I almost preemptively disavowed it lol
I still don’t know what pun you guys are talking about.
Good “catch”
Oh shoot, you seem to be right. I must have left a link out. This is the fastest link I could find that makes reference to the Rethink Priorities findings just to give you guys some assurance: https://www.facebook.com/groups/OMfCT/posts/3060710004243897
I’ll get a real one!
This is an awesome post!
I want to learn more!
I guess one potential premise of this point, is the consideration that AGI may have enormous perception and physical, real world faculty. This faculty includes deep understanding and the ability to edit complex, natural systems. This can be used to reduce suffering in wild animal welfare.
Does the below seem like a useful comment?
I think the root concern behind AI safety is overwhelming AI faculty overpowering human agency and values. Maybe this faculty will involve enormous capability (omniscient, extremely powerful machines that can edit real world ecologies). But AGI or even “ASI” doesn’t need to do this to be dangerous. It seems like it can just overpower/lock-in humans without obtaining these competencies (it doesn’t even need to be AGI to be extremely dangerous).
(I guess this involves topics like “tractability”) it’s unclear why humans can’t become competent and use a variety of tools, including “AI”, in prosaic ways that are pretty effective. For example, Google ads optimize for clicks pretty well and complex rules are used to fly planes or drones. The extent of these systems actually seem sort of improbable until developed. So it’s possible that relatively simple tools are sufficient to improve WAW, or at least the sophistication is orthogonal to AGI?
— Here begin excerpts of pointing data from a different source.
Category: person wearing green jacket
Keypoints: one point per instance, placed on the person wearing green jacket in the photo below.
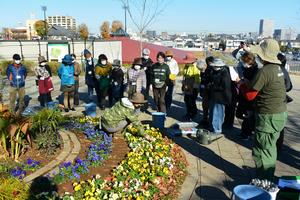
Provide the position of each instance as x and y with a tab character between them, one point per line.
122	113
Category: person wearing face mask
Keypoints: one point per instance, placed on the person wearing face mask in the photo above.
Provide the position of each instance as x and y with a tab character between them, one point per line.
102	73
146	65
174	70
190	86
66	74
245	109
122	114
136	78
88	64
16	74
77	72
116	84
44	82
160	73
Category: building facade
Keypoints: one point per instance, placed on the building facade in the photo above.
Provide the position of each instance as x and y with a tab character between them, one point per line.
66	22
266	28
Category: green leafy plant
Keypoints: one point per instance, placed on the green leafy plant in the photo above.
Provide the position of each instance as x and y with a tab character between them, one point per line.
45	127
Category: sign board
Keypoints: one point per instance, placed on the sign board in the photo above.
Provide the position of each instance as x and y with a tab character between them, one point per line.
57	51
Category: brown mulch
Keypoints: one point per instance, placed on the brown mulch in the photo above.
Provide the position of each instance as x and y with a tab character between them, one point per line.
119	151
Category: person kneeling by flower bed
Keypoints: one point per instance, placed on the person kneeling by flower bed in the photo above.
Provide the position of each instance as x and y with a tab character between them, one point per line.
122	113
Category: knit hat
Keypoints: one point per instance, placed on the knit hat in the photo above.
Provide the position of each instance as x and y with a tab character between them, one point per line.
137	61
146	51
16	57
86	52
102	57
169	53
67	59
267	50
116	62
42	59
138	98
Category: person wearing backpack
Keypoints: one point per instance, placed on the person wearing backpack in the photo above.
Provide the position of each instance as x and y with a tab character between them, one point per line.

If the above is true, then maybe in some deep sense, safety work on AGI/ASI might be disjoint from work on WAW. So the approach to AGI that was focused on WAW might be very different?
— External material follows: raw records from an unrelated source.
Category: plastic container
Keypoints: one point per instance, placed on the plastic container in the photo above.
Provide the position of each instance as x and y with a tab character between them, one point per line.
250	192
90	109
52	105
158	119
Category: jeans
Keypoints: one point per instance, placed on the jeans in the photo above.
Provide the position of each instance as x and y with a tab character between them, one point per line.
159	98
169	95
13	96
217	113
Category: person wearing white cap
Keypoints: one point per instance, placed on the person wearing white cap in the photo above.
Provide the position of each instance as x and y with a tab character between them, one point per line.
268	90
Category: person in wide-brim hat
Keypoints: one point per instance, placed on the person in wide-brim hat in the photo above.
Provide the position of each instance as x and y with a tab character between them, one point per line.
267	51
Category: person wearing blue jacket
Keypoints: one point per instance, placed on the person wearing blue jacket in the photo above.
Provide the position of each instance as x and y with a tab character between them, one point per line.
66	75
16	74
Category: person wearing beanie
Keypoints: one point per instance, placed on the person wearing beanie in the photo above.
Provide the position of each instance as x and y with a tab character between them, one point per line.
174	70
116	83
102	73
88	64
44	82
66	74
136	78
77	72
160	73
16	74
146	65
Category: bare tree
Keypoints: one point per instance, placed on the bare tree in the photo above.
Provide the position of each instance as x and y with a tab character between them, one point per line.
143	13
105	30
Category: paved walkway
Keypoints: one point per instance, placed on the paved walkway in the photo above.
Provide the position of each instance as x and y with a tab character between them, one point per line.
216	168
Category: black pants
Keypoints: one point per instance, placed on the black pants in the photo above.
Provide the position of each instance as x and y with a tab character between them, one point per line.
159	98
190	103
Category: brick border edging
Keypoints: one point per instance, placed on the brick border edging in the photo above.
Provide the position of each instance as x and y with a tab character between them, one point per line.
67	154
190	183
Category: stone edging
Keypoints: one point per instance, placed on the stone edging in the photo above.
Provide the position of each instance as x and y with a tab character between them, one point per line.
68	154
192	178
I don’t know much about these areas though. I would like to be corrected to learn more.
Ideally, I think WAW would consider all the different AI timelines. TAI that just increases our industrial capacity might be enough to seriously threaten wild animals if it makes us even more capable of shaping their lives and we don’t have considered values about how to look out for them.
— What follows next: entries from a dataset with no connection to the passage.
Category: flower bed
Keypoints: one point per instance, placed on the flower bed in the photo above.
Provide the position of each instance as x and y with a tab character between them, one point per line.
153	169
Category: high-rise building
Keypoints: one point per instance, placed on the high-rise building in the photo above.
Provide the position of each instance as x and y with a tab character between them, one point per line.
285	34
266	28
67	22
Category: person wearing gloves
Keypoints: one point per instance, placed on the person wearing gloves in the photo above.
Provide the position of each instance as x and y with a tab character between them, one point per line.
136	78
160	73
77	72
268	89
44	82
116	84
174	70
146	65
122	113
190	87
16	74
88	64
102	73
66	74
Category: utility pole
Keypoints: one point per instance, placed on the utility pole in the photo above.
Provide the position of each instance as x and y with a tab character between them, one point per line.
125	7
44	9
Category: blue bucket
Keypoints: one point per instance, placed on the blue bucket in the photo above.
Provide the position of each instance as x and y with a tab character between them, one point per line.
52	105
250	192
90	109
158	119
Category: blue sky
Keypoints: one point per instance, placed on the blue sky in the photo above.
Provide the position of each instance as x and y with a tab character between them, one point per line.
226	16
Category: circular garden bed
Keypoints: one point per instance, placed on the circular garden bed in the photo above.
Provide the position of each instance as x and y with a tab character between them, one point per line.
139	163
I agree! Personally, I don’t think it’s lack of ntelligence per se holding us back from complex WAW intervention (by which I mean interventions that have to compensate for ripple effects on the ecosystem or require lots of active monitoring). I think we’re more limited by the number of monitoring measurements we can take and our ability to deliver specific, measured intervention at specific places and times. I think we could conceivably gain this ability with hardware upgrades alone and no further improvement in algorithms.
This seems a bit surprising to me, as currently we don’t even have a good understanding of biology/ecology in general, and of welfare biology in particular. (which means that we need intelligence to solve these)
So, did you mean that engineering capabilities (e.g. the minotoring measurements that you mentioned) are more of a bottleneck to WAW than theoretical understanding (into welfare biology) is? If yes, could you explain the reason?
One plausible reason I can think of: When developping WAW interventions, we could use a SpaceX-style approach, i.e. doing many small-scale experiments, iterating rapidly, and learn from tight feedback loops, in a trial-and-error manner. Is that what you were having in mind?